RS FM’de Yavuz Oğhan’ın hazırlayıp sunduğu ‘Birdebunudinle’ programında konuşan Sever’in sözleri şöyle:
"Abdullah Gül’ün hamlesi tarihi bir hamleydi. O dönemde tarihi bir fırsat kaçırıldı. Türkiye o döneme kadar uyguladığı politikalardan başka bir politika uyguladı. Abdullah Gül’ün Erivan’a gitmesi, bu süreci başlatması büyük bir siyasi riskti. O dönem herkes Abdullah Gül’e karşı çıktı. Karşı çıkanlar iki neden öne sürüyordu. Birincisi güvenlik gerekçesi diğeri ise Dağlık Karabağ sorunundan dolayı Azerbaycan’la ilişkilerin zarar görebileceği ihtimaliydi. Ama Gül ileriyi görerek 'Bu süreci başlatacağım' dedi.
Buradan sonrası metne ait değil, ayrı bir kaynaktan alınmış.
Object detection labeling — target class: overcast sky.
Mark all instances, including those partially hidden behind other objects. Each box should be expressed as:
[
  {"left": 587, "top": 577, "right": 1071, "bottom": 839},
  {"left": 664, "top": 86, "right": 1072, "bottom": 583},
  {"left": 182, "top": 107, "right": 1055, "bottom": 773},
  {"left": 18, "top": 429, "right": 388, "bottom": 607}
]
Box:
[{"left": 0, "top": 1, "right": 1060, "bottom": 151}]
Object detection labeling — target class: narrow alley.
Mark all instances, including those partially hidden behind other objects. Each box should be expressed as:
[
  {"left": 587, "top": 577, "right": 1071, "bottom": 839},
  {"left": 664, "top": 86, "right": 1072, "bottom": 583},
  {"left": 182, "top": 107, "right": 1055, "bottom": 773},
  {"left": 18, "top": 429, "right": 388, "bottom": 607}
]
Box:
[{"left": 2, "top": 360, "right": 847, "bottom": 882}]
Bunun Azerbaycan’la olan ilişkilere de olumlu yansıyacağını düşünüyordu"
“Türkiye’nin gözü başka yerdeydi”
Ahmet Sever'e göre, ezber bozan o yöntem Türkiye'yi dünyanın gözünde başka bir yere taşıdı:
"Bu girişim Türkiye’yi dünyanın gözünde başka bir yere oturttu ve dünyadan da destek gelmeye başladı. Garip bir şekilde statüko kendini gösterdi. Diplomaside tehdit şantaj bir yere kadar etki yapar sonra geri teper."
Sever, "Eğer o protokoller imzalansaydı ne olacaktı” sorusuna ise şu cevabı verdi:
"Ermenistan sınırı açılacaktı, ilişkiler normalleşecekti. Ekonomi devreye girecekti. Ekonomi siyaseti de etkilediği için iklim çok farklı olacaktı. Tarihçilerden oluşan bir komisyon kurulacak bu olaylar konuşulacaktı. Almanya gibi ülkeler soykırım var diyemeyecekti. Bu sürecin bozulmasına imkan vermemek için diğer ülkeler böyle yaptırımlar uygulamayacaktı. Türkiye’nin o dönem imajı ve algısı çok farklıydı. Türkiye’yi hayranlıkla izliyor, destek veriyorlardı."